Things got way more serious when I got home. One of my best friends is Corey Edwards. Corey played in college and now he coaches high school in Florida. A few days after I got home to Seattle, his dad died from the coronavirus. His dad was Dave Edwards, who a lot of people in basketball know about, especially in New York. I knew him well. Not a lot of people call me by the nickname “Bree,” basically only people I’m really close to, but he called me that.
He was in his 40s and lived in New York, and when he was sick nobody could be with him in the hospital. I wanted to be there but couldn’t. New York was a madhouse. For a while it seemed like he was getting better. His fever was going down. And then, well, it spiraled out of control.
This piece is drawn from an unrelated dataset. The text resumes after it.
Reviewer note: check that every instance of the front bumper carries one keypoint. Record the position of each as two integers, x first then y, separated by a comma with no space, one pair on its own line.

It was so painful when Corey’s father passed. I think it’s hitting me even more now than when it first happened. Right now, I’m just trying to be there for one of my best friends. When this happens to someone you care about, it puts everything into a whole different kind of perspective. I might not be able to play basketball for a while, and when it’s all said and done, with my injury, it might be two years before I play another season. But Corey, he can’t see his father again.
Don’t get me wrong, I miss basketball like crazy. It’s not only what I do for a profession, it’s what I love, even the simple feeling of a ball in my hands. If I could, I’d go and practice free throws all by myself, but there’s nowhere to do that and I’m taking this really seriously, so I stay inside as much as possible. I get out for walks sometimes. The neighborhood where I live is usually super busy, but now it feels abandoned and eerie. I do drive to rehab my leg a couple of times a week. Got to keep it strong. The calf on my injured leg atrophied like crazy and is still about a half-inch smaller than my other one.
I live in a two-bedroom apartment in downtown Seattle. My mom is my roommate right now and I have Stew, my Aussiedoodle, who wakes me up early every morning, wanting to go for a walk. To be honest, this quarantine life is very similar to life of an overseas women’s basketball player in a place like Russia. You get stuck inside a lot. You text, watch a lot of Netflix. A lot of screen time. I’ve watched the video of the injury. I watched our 2018 W.N.B.A. semifinal series, Seattle against Phoenix, a bunch of times. I’ve played in a lot of great games, but Game 5 of that series was probably the best game I’ve ever played in.
Some of the N.B.A. guys, they’re hooping at the gym in their houses. Me? I can’t hoop at all. I can’t exactly put up a hoop in my condo. I don’t think that’s going to go over that well. But I’ll find myself randomly grabbing a ball, spinning it, just to feel that feeling. Sometimes I’ll even end up dribbling in the condo because that’s all I have right now. The people below me, hopefully they don’t mind.